To today’s audiences, medieval art can look outright bizarre. Before the stylistic shifts that defined the Renaissance, medieval illustrations often featured flat, unrealistic figures and fantastical scenes.
But the details that make these drawings so baffling are also uniquely endearing. Now, author Olivia Swarthout hopes to capture the beauty of such oddball images in her new book, Weird Medieval Guys: How to Live, Laugh, Love (and Die) in Dark Times, which pulls from maps, artworks, manuscripts and more.
“A lot of it is about showing characters, people or creatures in medieval art that jump out of the page and have their own personality,” Swarthout tells Artnet’s Min Chen. “Humor is a really big part of it. I think it’s what makes people connect with it—they want to be in on the joke.”
Swarthout is a London-based data scientist. She became interested in medieval art thanks to an art history class she took while studying for her statistician’s degree. Four years ago, she started an account called Weird Medieval Guys on X, formerly known as Twitter.
Since then, she has been collecting the weirdest medieval images she can find, such as a woman throwing up a small demon, an eagle with human faces covering its body and a man with an indifferent expression being brutally stabbed in the head. She posts such images alongside understated captions like “turtle having fun, Germany, 15th century” or “a 14th-century door in Exeter cathedral that has a hole in it for cats to come and go.” Today, the account has over 600,000 followers.
“It’s been thrilling to see the interest in medieval art that my account has sparked,” she tells the Bookseller’ Lauren Brown. In the new book, “I think we’ve done a brilliant job of capturing the spirit of the original Weird Medieval Guys account while adding lots of brilliant new content for people to enjoy over and over again.”
Swarthout also has an Instagram account, a Substack newsletter and a podcast dedicated to medieval history. She hopes to debunk myths and misunderstandings surrounding the period. For instance, most of the artists drawing the “weird medieval guys” were “just people with a job to do,” she tells the Guardian’s Phil Harrison. “They weren’t imbuing their illustrations with a unique artistic spirit; they were just tradespeople.”
third wheel, france, 15th century pic.twitter.com/rmv0ZpUvXw— weird medieval guys BOOK OUT NOW !! (@WeirdMedieval) November 10, 2023
Although the illustrations in the book are otherworldy, Swarthout manages to connect them to the present day, “noting the many parallels between medieval and modern life,” says Marianne Tatepo, publishing director of the imprint Square Peg, to the Bookseller. “From how hard wooing is, to landlord issues and the whole plague thing, we have much in common with our forebears.”

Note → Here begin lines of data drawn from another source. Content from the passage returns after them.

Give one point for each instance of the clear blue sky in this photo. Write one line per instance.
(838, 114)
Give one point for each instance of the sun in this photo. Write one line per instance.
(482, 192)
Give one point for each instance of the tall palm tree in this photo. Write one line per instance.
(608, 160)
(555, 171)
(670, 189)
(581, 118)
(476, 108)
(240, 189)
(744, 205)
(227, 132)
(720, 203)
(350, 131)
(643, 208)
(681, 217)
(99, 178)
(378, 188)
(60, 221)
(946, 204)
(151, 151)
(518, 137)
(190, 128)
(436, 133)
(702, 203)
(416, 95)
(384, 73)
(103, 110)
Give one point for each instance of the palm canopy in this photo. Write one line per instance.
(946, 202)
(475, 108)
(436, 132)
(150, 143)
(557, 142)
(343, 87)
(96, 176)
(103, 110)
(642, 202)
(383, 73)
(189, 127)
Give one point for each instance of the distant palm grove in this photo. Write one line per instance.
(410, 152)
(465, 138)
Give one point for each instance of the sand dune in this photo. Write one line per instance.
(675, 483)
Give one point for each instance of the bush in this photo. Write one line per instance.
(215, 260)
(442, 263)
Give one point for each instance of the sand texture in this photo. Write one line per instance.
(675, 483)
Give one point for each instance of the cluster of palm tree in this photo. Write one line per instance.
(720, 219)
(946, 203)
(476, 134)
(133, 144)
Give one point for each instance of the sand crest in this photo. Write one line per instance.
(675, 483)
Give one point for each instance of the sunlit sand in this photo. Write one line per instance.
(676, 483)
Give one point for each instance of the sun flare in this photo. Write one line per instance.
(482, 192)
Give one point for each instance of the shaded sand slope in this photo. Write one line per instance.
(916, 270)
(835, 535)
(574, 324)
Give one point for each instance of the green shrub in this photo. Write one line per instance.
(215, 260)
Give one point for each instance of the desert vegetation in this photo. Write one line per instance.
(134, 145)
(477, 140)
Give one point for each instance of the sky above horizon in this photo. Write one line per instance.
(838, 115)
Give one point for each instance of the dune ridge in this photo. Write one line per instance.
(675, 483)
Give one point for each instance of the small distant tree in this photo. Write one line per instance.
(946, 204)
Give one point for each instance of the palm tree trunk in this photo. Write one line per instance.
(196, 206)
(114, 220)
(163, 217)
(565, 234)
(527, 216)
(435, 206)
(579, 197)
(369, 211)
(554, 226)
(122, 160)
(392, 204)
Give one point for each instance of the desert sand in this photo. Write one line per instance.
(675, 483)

At the same time, Swarthout tries to avoid focusing too much on contemporary narratives or judgments about the images. Instead, she aims to provide new insights into everyday life during this period of history—which requires looking beyond criticisms of the art’s quality.

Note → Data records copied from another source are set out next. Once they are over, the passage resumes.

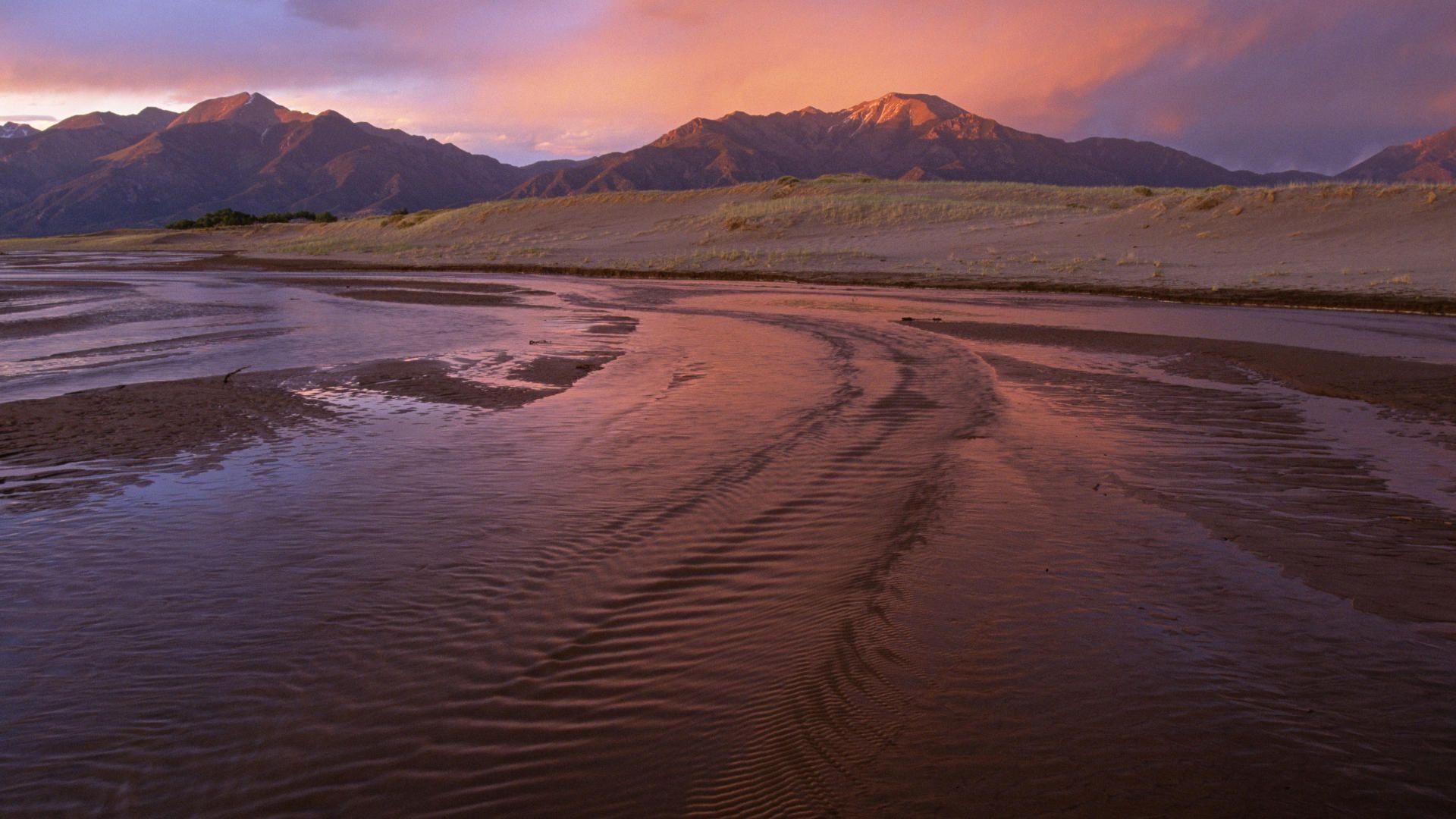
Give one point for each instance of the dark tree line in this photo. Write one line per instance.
(229, 218)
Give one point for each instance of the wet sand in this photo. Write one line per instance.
(1400, 384)
(677, 548)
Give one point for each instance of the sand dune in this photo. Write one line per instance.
(1385, 246)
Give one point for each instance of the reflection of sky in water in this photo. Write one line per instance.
(677, 567)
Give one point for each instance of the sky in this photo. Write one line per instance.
(1264, 85)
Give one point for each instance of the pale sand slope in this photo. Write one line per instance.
(1337, 245)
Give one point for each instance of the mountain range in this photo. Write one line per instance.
(245, 152)
(15, 130)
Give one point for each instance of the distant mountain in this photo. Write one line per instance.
(899, 136)
(245, 152)
(1432, 159)
(15, 130)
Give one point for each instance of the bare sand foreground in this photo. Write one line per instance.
(1365, 246)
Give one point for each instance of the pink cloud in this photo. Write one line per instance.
(1250, 83)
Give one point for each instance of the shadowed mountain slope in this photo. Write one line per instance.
(245, 152)
(1432, 159)
(897, 136)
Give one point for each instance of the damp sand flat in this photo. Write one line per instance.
(653, 548)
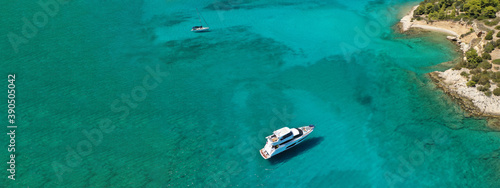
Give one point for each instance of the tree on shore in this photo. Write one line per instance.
(439, 9)
(473, 59)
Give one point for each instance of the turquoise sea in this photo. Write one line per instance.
(122, 94)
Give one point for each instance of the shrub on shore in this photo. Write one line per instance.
(489, 35)
(471, 84)
(485, 65)
(453, 9)
(486, 55)
(490, 46)
(464, 74)
(496, 92)
(472, 59)
(496, 61)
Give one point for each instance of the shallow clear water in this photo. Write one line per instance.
(266, 64)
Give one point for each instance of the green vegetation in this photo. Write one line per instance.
(452, 9)
(464, 74)
(489, 47)
(496, 92)
(486, 55)
(471, 84)
(472, 59)
(485, 65)
(489, 35)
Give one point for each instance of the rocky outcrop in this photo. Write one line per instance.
(469, 98)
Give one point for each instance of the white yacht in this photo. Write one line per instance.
(283, 139)
(199, 29)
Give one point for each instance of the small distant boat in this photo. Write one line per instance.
(199, 29)
(283, 139)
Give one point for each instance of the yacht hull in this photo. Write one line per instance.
(271, 150)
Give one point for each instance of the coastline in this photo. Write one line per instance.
(450, 81)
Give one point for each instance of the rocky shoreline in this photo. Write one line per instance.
(450, 81)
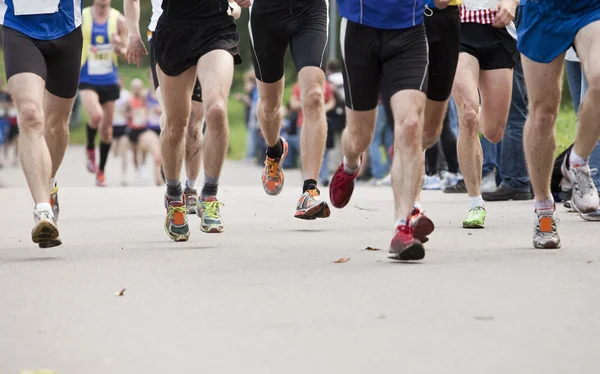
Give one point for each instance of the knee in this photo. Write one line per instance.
(31, 118)
(216, 115)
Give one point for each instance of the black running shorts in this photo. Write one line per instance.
(178, 45)
(493, 47)
(57, 61)
(196, 94)
(105, 93)
(443, 38)
(301, 24)
(369, 54)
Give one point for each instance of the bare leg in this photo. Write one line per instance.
(314, 128)
(215, 71)
(27, 90)
(465, 94)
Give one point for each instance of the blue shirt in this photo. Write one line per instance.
(383, 14)
(57, 19)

“People might ask why they couldn’t draw animals right or why certain things look weird, but I think that’s a reductive way of looking at it,” Swarthout tells the Guardian. “There’s so much contained in this art—and particularly in the fact that a lot of it isn’t all that well-executed or approached with the artistic precision that we’re familiar with—that actually tells us so much about medieval life.”